Messagepar Pat » 29/09/2011 - 18:23

LE TROU DE LA SECU OU LA RUINE PROGRAMMÉE

Comme un rituel, le fameux trou de la sécu revient chaque année à la fin de l'été. Ces jours-ci, il apparaît que le fameux déficit devrait être ramené à 13,9 milliards d'euros en 2012, contre 18,2 milliards en 2011 et 23,9 milliards en 2010. Le pouvoir a l'audace de crier victoire pour 2012 alors que ce sont de simples promesses et que, même en cas de réalisation, il s'agira toujours de déficit. La dérive financière est permanente et croissante : en 2002 le déficit était de 3,50 milliards d'euros.
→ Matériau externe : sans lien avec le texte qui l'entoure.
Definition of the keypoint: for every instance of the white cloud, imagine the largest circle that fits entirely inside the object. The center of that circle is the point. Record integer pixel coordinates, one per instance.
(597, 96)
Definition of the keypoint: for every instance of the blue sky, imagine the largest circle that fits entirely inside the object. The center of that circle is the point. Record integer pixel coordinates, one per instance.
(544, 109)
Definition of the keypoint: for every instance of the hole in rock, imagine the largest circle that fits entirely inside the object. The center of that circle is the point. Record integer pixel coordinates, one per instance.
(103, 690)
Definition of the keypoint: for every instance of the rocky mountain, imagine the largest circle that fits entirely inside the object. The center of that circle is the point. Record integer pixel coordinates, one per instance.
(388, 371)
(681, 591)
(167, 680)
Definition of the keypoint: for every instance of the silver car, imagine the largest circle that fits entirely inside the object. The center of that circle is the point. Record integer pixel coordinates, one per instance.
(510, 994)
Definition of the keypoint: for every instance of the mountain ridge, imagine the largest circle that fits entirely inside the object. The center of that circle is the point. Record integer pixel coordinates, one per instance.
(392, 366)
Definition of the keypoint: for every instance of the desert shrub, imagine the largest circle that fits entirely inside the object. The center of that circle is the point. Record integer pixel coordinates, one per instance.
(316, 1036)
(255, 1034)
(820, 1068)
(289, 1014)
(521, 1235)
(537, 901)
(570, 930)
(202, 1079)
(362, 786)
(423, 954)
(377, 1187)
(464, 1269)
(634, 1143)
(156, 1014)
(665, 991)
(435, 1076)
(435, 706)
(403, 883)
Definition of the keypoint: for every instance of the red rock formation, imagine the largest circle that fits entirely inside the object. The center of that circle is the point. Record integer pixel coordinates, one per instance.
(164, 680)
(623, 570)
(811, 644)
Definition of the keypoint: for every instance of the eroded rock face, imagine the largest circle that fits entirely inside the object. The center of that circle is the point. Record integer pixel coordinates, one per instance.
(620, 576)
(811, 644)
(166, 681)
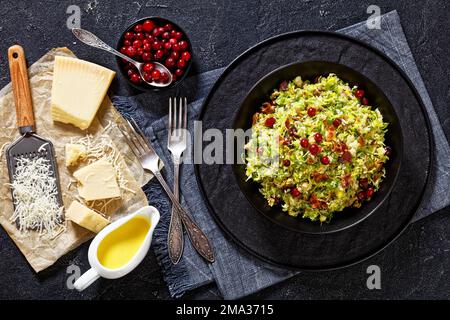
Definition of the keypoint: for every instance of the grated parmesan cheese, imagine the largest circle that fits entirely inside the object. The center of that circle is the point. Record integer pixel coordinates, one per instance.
(36, 198)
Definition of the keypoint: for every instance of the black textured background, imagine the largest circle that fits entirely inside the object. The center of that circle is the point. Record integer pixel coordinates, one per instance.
(415, 266)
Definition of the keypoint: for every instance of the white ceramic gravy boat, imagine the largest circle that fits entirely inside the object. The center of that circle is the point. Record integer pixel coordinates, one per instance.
(97, 269)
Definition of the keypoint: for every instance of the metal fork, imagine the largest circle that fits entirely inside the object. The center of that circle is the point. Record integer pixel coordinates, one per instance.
(176, 143)
(150, 161)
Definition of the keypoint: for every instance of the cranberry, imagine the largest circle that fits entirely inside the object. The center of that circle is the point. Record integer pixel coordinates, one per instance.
(183, 45)
(295, 192)
(175, 55)
(270, 122)
(129, 35)
(181, 64)
(318, 137)
(156, 74)
(156, 45)
(186, 56)
(148, 25)
(137, 43)
(314, 149)
(359, 93)
(148, 67)
(312, 111)
(361, 195)
(159, 54)
(325, 160)
(147, 46)
(170, 62)
(135, 78)
(123, 50)
(146, 57)
(388, 151)
(337, 122)
(363, 183)
(304, 143)
(176, 47)
(164, 77)
(131, 51)
(178, 35)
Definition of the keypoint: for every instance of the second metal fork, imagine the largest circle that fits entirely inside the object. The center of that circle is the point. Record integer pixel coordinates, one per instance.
(176, 143)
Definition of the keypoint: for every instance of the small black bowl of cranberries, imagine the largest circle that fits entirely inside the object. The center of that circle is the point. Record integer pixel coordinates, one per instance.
(155, 39)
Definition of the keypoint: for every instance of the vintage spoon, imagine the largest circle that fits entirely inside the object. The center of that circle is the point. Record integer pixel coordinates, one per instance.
(93, 41)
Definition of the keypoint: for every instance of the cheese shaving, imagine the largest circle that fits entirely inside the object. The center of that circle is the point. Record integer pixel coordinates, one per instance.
(35, 196)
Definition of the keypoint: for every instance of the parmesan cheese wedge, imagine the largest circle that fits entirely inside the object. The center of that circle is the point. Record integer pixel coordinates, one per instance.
(78, 90)
(74, 153)
(97, 181)
(85, 217)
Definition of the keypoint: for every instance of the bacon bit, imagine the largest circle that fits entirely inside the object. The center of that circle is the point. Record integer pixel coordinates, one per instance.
(267, 108)
(345, 180)
(255, 118)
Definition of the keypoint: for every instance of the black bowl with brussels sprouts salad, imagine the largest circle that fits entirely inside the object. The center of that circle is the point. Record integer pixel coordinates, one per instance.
(319, 149)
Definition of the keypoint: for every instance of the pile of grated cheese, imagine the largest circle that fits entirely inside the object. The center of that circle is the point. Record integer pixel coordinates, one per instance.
(35, 196)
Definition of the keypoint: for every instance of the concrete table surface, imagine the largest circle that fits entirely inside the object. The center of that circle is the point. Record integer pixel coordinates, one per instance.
(415, 266)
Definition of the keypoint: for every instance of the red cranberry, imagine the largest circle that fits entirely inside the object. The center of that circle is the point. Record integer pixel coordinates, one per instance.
(146, 57)
(148, 67)
(186, 56)
(318, 137)
(337, 122)
(137, 43)
(314, 149)
(170, 62)
(148, 25)
(312, 111)
(325, 160)
(178, 35)
(131, 51)
(129, 35)
(361, 195)
(181, 64)
(304, 143)
(175, 55)
(270, 122)
(359, 93)
(156, 74)
(295, 192)
(183, 45)
(135, 78)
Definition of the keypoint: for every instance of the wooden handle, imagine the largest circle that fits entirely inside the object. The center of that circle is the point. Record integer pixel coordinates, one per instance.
(21, 88)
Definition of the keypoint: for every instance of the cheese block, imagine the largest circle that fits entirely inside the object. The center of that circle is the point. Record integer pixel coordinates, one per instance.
(85, 217)
(97, 181)
(74, 153)
(78, 90)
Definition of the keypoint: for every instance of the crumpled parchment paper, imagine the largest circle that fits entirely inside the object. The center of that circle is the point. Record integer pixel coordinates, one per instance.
(42, 251)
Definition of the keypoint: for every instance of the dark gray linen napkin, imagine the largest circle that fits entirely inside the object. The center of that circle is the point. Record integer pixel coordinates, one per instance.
(235, 272)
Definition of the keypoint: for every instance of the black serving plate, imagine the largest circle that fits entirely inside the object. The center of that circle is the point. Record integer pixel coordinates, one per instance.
(310, 70)
(352, 242)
La Cour des Comptes, théoriquement chargée de surveiller, a écrit publiquement naguère qu'elle ne pouvait rien contrôler car il n'y avait pas de gestion.

Les remèdes imaginés dans le nouveau plan sont de même nature que dans les plans précédents. On tape au hasard sur les laboratoires, sur les patients avec de moindres remboursements, sur les indemnités d'arrêts de travail ; les complémentaires santés sont appelées au secours. La course éperdue se reproduit chaque année vers un équilibre qui, par nature, n'existera jamais. Cela ressemble au travail du sapeur camembert qui comblait un trou avec de la terre enlevée ailleurs !

Pour ceux qui ont la mémoire courte, il faut rappeler qu'en 1996, la dette était telle que le pouvoir de l'époque imagina de la cacher sous le tapis en créant à cette fin une bureaucratie nouvelle la CADES. Elle devait amortir 134 milliards jusqu'en 2025 et deux impôts furent inventés dans ce but : la CSG et la CRDS. Comme ces impôts ne suffisent pas, cette CADES emprunte sur le marché international pour combler davantage.

L'ORIGINE HISTORIQUE

Un rappel historique est nécessaire si l'on veut bien comprendre les raisons profondes de cette situation. C'est un gouvernement quasi communiste qui en 1946 créa la sécurité sociale, alors que personne n'en avait besoin : les risques qu'elle prétendait couvrir étaient, en effet, avant la dernière guerre très bien assurés par des circuits privés. Le projet de nationaliser ces risques rentrait, en fait, dans l'objectif fondamental de communiser la France.

En 1960 et pour mieux ramasser les sous, les URSSAF furent créés. Indépendamment du sigle, en lui-même significatif (!), ces organisations n'avaient pas d'existence légale et n'en n'ont toujours pas à notre connaissance, ceci à l'image du parti communiste lui-même.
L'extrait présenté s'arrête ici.